MW 50x20 / N38 - cylindrical magnet

Strengths and weaknesses of rare earth magnets.

Besides their remarkable pulling force, neodymium magnets offer the following advantages:

• They retain attractive force for around 10 years – the loss is just ~1% (in theory),
• Neodymium magnets are characterized by highly resistant to loss of magnetic properties caused by magnetic disturbances,
• In other words, due to the metallic finish of silver, the element gains visual value,
• Neodymium magnets generate maximum magnetic induction on a small surface, which increases force concentration,
• Neodymium magnets are characterized by very high magnetic induction on the magnet surface and can function (depending on the shape) even at a temperature of 230°C or more...
• Thanks to versatility in constructing and the capacity to adapt to client solutions,
• Versatile presence in future technologies – they find application in magnetic memories, electric motors, medical devices, also technologically advanced constructions.
• Compactness – despite small sizes they provide effective action, making them ideal for precision applications

Disadvantages of NdFeB magnets:

• At strong impacts they can crack, therefore we advise placing them in strong housings. A metal housing provides additional protection against damage and increases the magnet's durability.
• Neodymium magnets lose their power under the influence of heating. As soon as 80°C is exceeded, many of them start losing their power. Therefore, we recommend our special magnets marked [AH], which maintain durability even at temperatures up to 230°C
• Magnets exposed to a humid environment can corrode. Therefore when using outdoors, we suggest using waterproof magnets made of rubber, plastic or other material protecting against moisture
• Limited possibility of producing nuts in the magnet and complex shapes - preferred is casing - magnetic holder.
• Health risk resulting from small fragments of magnets can be dangerous, in case of ingestion, which becomes key in the aspect of protecting the youngest. Additionally, small elements of these magnets can disrupt the diagnostic process medical in case of swallowing.
• Due to expensive raw materials, their price exceeds standard values,

Maximum lifting capacity of the magnet – what contributes to it?

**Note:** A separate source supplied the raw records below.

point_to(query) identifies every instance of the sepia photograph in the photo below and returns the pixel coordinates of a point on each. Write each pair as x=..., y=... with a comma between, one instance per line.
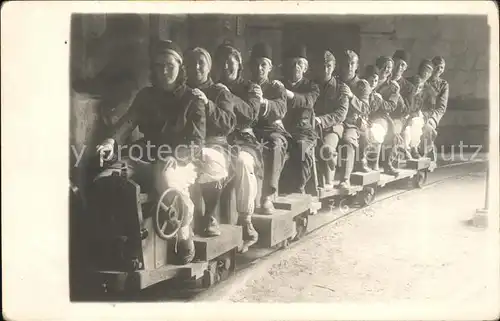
x=271, y=157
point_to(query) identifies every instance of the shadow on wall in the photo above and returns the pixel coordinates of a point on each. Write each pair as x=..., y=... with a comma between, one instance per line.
x=109, y=64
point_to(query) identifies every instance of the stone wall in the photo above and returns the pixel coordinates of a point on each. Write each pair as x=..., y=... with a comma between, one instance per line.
x=464, y=43
x=110, y=63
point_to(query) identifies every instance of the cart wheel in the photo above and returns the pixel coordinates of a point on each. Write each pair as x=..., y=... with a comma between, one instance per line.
x=301, y=223
x=209, y=277
x=344, y=204
x=419, y=179
x=169, y=214
x=399, y=159
x=367, y=195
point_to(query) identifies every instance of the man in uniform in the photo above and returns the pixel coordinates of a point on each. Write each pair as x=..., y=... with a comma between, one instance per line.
x=220, y=122
x=168, y=114
x=348, y=62
x=406, y=122
x=248, y=161
x=330, y=110
x=269, y=128
x=301, y=96
x=435, y=104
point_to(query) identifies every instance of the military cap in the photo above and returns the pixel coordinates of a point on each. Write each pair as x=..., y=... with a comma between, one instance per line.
x=162, y=47
x=438, y=60
x=371, y=70
x=425, y=63
x=226, y=50
x=401, y=54
x=347, y=55
x=296, y=51
x=261, y=50
x=382, y=60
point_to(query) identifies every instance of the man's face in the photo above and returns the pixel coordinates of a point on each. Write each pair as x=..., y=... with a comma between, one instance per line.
x=400, y=67
x=438, y=69
x=197, y=68
x=228, y=68
x=426, y=72
x=372, y=80
x=260, y=69
x=295, y=69
x=165, y=71
x=348, y=68
x=325, y=70
x=386, y=69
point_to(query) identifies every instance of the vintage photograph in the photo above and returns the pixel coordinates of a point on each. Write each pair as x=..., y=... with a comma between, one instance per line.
x=278, y=157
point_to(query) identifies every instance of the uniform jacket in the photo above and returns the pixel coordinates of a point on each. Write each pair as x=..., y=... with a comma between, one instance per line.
x=330, y=107
x=435, y=93
x=300, y=115
x=406, y=103
x=221, y=119
x=270, y=118
x=358, y=108
x=171, y=118
x=389, y=103
x=246, y=107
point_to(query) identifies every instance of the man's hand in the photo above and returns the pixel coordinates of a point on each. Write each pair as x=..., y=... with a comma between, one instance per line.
x=106, y=150
x=278, y=83
x=377, y=96
x=222, y=86
x=394, y=87
x=200, y=95
x=346, y=91
x=257, y=91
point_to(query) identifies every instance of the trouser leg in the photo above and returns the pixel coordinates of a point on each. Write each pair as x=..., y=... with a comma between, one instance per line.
x=363, y=150
x=303, y=159
x=328, y=156
x=246, y=193
x=274, y=156
x=246, y=183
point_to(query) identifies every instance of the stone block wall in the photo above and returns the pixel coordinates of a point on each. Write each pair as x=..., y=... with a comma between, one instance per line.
x=464, y=43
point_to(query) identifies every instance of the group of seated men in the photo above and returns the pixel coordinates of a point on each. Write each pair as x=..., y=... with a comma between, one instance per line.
x=208, y=106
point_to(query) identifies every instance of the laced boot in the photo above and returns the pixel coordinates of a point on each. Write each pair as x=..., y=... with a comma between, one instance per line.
x=363, y=165
x=345, y=184
x=389, y=168
x=267, y=205
x=211, y=195
x=250, y=235
x=414, y=153
x=185, y=246
x=212, y=228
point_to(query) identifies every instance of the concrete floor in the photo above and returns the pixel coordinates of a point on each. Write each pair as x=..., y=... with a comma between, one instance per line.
x=416, y=247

Breakaway force was determined for ideal contact conditions, assuming:

• with the application of a yoke made of special test steel, ensuring full magnetic saturation
• whose thickness is min. 10 mm
• with a plane free of scratches
• without the slightest clearance between the magnet and steel
• under vertical force direction (90-degree angle)
• at temperature approx. 20 degrees Celsius

Practical aspects of lifting capacity – factors

During everyday use, the real power is determined by several key aspects, presented from crucial:

• Distance – existence of foreign body (rust, tape, gap) acts as an insulator, which lowers capacity rapidly (even by 50% at 0.5 mm).
• Loading method – catalog parameter refers to detachment vertically. When attempting to slide, the magnet exhibits significantly lower power (often approx. 20-30% of nominal force).
• Substrate thickness – to utilize 100% power, the steel must be sufficiently thick. Paper-thin metal restricts the attraction force (the magnet "punches through" it).
• Metal type – different alloys reacts the same. Alloy additives weaken the interaction with the magnet.
• Base smoothness – the smoother and more polished the surface, the better the adhesion and stronger the hold. Roughness acts like micro-gaps.
• Temperature – heating the magnet results in weakening of induction. It is worth remembering the maximum operating temperature for a given model.

* Holding force was checked on a smooth steel plate of 20 mm thickness, when a perpendicular force was applied, however under shearing force the holding force is lower. Moreover, even a small distance {between} the magnet’s surface and the plate decreases the lifting capacity.